# Comments on an implementation of Prim’s algorithm in Ruby

Prim’s alrogithm is used to return a minimum spanning tree. For those not yet in the know, an MST is a tree made from a graph of points connected by undirected weighted edges. The MST must include every node in the graph and it must do so as efficiently as possible; that is, the sum of weights must be as low as possible. Conceptually this is not the most complicated data structure, and its potential real-world applications should be immediately apparent. Prim’s algorithm works as follows: pick an arbitrary node, add that node to ‘visited’ list, choose the smallest edge that connects to an unvisited node, add that node to ‘visited’ list. Continue in this manner, each time choosing the smallest edge that leads to an unvisited node from any visited node, being careful not to create any loops.

In pseudocode, the algorithm looks like this (from Mark Needham’s blog):

- Let X = nodes covered so far, T = edges covered so far, V = all the nodes in the graph
- Pick an initial arbitrary node s — it doesn’t matter which one it is
- while X ≠ V:
- let e = (u,v) be the cheapest edge of the graph where u ∈ X and v ∉ X

i.e. u is a node that has been covered and v a node that has not yet been covered - Add e to T
- Add v to X

Following the pseudocode as closely as possible,we end up with this Ruby code (source: Mark Needham).

`# Prim's Minimum Spanning Tree Algorithm - Naive version`

def file

@file ||= File.readlines("edges.txt")

end

def header

@header ||= file.take(1)[0]

end

def number_of_nodes

@number_of_nodes ||= header.split(" ")[0].to_i

end

def create_adjacency_matrix

adjacency_matrix = [].tap { |m| number_of_nodes.times { m << Array.new(number_of_nodes) } }

file.drop(1).map { |x| x.gsub(/\n/, "").split(" ").map(&:to_i) }.each do |(node1, node2, weight)|

adjacency_matrix[node1 - 1][node2 - 1] = weight

adjacency_matrix[node2 - 1][node1 - 1] = weight

end

adjacency_matrix

end

def find_cheapest_edge(adjacency_matrix, nodes_spanned_so_far, number_of_nodes)
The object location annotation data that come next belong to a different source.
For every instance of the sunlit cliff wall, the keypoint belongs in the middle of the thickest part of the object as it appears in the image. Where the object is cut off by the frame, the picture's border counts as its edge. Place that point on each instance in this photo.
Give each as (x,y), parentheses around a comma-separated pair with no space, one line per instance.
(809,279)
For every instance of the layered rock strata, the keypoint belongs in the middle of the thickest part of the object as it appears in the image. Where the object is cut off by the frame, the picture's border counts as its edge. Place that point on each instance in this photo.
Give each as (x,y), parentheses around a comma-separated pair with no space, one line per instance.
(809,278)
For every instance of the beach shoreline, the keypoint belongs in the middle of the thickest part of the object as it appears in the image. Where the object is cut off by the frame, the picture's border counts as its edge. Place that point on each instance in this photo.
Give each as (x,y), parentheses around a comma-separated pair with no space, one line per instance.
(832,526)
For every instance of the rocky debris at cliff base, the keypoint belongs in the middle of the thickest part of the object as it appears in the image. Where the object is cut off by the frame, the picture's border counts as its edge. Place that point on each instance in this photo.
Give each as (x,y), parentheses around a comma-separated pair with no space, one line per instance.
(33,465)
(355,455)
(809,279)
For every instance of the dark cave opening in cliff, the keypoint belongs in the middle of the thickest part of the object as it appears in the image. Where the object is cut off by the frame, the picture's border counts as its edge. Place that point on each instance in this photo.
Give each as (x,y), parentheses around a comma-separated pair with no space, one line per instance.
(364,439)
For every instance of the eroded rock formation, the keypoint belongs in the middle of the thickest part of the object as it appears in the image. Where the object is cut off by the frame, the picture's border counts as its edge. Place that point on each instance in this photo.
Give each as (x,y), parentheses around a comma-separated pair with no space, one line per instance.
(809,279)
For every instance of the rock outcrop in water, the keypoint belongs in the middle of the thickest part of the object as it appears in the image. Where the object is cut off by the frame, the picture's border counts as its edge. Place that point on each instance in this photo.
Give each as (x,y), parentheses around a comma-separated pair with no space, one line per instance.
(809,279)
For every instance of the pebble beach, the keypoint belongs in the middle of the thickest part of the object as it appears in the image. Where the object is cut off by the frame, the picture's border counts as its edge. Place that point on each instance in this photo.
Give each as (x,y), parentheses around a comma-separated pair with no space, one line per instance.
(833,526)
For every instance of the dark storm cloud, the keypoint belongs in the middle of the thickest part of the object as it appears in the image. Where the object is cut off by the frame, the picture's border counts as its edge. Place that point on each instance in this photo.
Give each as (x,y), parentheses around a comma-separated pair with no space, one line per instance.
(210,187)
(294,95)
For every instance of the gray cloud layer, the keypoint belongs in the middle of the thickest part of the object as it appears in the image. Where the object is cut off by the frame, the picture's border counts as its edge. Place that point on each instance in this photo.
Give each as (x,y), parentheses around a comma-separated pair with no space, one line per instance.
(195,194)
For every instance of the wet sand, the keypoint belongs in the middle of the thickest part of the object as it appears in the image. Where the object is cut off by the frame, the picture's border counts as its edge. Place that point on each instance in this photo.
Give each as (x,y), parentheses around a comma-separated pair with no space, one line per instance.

available_nodes = (0..number_of_nodes-1).to_a.reject { |node_index| nodes_spanned_so_far.include?(node_index + 1) }

cheapest_edges = available_nodes.inject([]) do |acc, node_index|

get_edges(adjacency_matrix, node_index).select { |_, other_node_index| nodes_spanned_so_far.include?(other_node_index + 1) }.each do |weight, other_node_index|

acc << { :start => node_index + 1, :end => other_node_index + 1, :weight => weight }

end

acc

end

cheapest_edges.sort { |x,y| x[:weight] <=> y[:weight] }.first

end

def get_edges(adjacency_matrix, node_index)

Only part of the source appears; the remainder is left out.